If there was not the chemistry id say thanks but no thanks. Let him know where your standing at this point. Can't blame a man for trying.

5/10/2008 2:47:17 PMWould you accept a massage from someone you met on line 

maniacmassager
Lawrence, MA
age: 42


I swear it wasnt me that offered the massage to her!


i wouldnt let him massage you on a first meeting. if you meet and end up getting along great, even just as friends, then maybe a short massage would be ok. fully clothed of course!

5/10/2008 6:39:56 PMWould you accept a massage from someone you met on line 

ge0ge0
Tallahassee, FL
age: 41 online now!


Quote from areallady1:
I met someone online and we have chatted a few times and met in person. There isnt any romantic chemistry brewing. However, he has asked me if I would accept a massage from him. Am I being too harsh by thinking that this is an intimate thing and should be experienced by people who are on that level? What do you think? What would you do or say? Are there are any takers: I will be glad to refer you.


If he's not a professional masseuse then I would say that it would be a sensual overture. If there is no chemistry he is at least trying to concoct some chemical stimulation.

5/11/2008 9:10:53 AMWould you accept a massage from someone you met on line 

klyn317
Pittsburgh, PA
age: 43


Hmmmmm, sounds like you and I are talking with the same person. I haven't met him yet. I am not sure that I would accept it because I think he wants it to be more than just a massage. If you don't feel comfortable about it, (which it sounds as thou you are not comfortable) don't allow it.

5/11/2008 10:01:07 AMWould you accept a massage from someone you met on line 

areallady1
Monroeville, PA
age: 43


I dont know if we are talking with the same person or not but that is how the dating games goes. I find a way to avoid being hurt or disappointed is to date with the intention of becoming close friends only. Therefore,when romance enters into the relationship you know each other well enough to not worry about who else he is talking to. I do want to say to you that I am not currently interested in anyone on the DH.So go for your man. Good Luck.
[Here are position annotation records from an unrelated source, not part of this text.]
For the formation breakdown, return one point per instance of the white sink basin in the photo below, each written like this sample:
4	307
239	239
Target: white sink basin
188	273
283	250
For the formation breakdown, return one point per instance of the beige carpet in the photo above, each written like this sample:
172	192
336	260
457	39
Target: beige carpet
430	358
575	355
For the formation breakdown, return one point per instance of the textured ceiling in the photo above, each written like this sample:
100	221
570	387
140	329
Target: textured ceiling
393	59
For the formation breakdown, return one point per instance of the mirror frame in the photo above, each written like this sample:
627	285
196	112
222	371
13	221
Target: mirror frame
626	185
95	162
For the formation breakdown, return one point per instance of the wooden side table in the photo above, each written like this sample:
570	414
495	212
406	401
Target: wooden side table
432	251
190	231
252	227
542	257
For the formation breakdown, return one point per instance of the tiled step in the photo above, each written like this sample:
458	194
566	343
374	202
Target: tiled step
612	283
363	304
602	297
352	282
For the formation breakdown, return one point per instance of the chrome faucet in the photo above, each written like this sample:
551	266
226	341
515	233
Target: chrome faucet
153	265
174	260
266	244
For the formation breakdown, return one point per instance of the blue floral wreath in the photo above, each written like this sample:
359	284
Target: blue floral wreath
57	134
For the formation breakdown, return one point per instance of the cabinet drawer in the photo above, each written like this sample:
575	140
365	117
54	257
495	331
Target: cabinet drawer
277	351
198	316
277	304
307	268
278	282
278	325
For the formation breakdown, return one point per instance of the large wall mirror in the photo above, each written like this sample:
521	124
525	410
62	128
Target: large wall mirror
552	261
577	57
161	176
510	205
5/11/2008 10:36:20 AMWould you accept a massage from someone you met on line 

njman
Jersey City, NJ
age: 49


may i ask whats the big deal about replying and say, no thanks, do you loose your reputation ?? honor, dignity, morality, money ??????????????????? this is madness and in plain english arrogant jmho

5/11/2008 10:38:47 AMWould you accept a massage from someone you met on line 

flowergirl62
South Australia
Australia
age: 46


If there was no chemistry, why bother? Not sure I understand.
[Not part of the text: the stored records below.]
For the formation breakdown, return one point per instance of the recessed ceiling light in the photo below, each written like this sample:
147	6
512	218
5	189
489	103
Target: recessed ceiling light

5/11/2008 10:42:00 AMWould you accept a massage from someone you met on line 

unc005
Seagrove, NC
age: 25 online now!


I might/would ONLY consider it if we had gotten to know each other, felt comfortable around each other, had reached "that level"..again: only if we were involved.

Other than that....

Politely turn down the request/offer..if you feel something in your gut/you're uncomfortable, go with it.

unc

5/11/2008 7:30:36 PMWould you accept a massage from someone you met on line 

areallady1
Monroeville, PA
age: 43


Thanks for your responses. My point in posting here was to not only get some other point of views but to also share these opinions with the subject so that he sees how others would feel. Its better to walk away with a friendship with someone who respects you for accepting "NO" rather than push the massage issue and end up with nothing at all.
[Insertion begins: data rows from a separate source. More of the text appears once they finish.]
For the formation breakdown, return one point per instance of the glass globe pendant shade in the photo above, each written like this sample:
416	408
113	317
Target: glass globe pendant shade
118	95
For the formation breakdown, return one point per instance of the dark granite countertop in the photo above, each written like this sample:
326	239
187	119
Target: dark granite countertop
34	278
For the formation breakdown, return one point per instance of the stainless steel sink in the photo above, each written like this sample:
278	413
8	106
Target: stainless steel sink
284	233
5/11/2008 7:41:19 PMWould you accept a massage from someone you met on line 

theclamdiggler
West Palm Beach, FL
age: 31


not all people are bad just meet in public and then make your own mind up.

5/11/2008 8:10:04 PMWould you accept a massage from someone you met on line 

bellinghamster
Bellingham, WA
age: 26


A massage is to get you in bed- friends dont ask to massage you- they might ask you to massage them if they have an injury.

5/11/2008 8:17:28 PMWould you accept a massage from someone you met on line 

fryyyy
North Kingstown, RI
age: 49


massage is too intimate for me. I'd have to really like and trust someone to have them jump on my back and rub me down. So i don't see anything wrong with you expressing your appreciation for the offer but declining. Also now.. you get to observe his reaction to the word no.. and see how much he respects you and that word.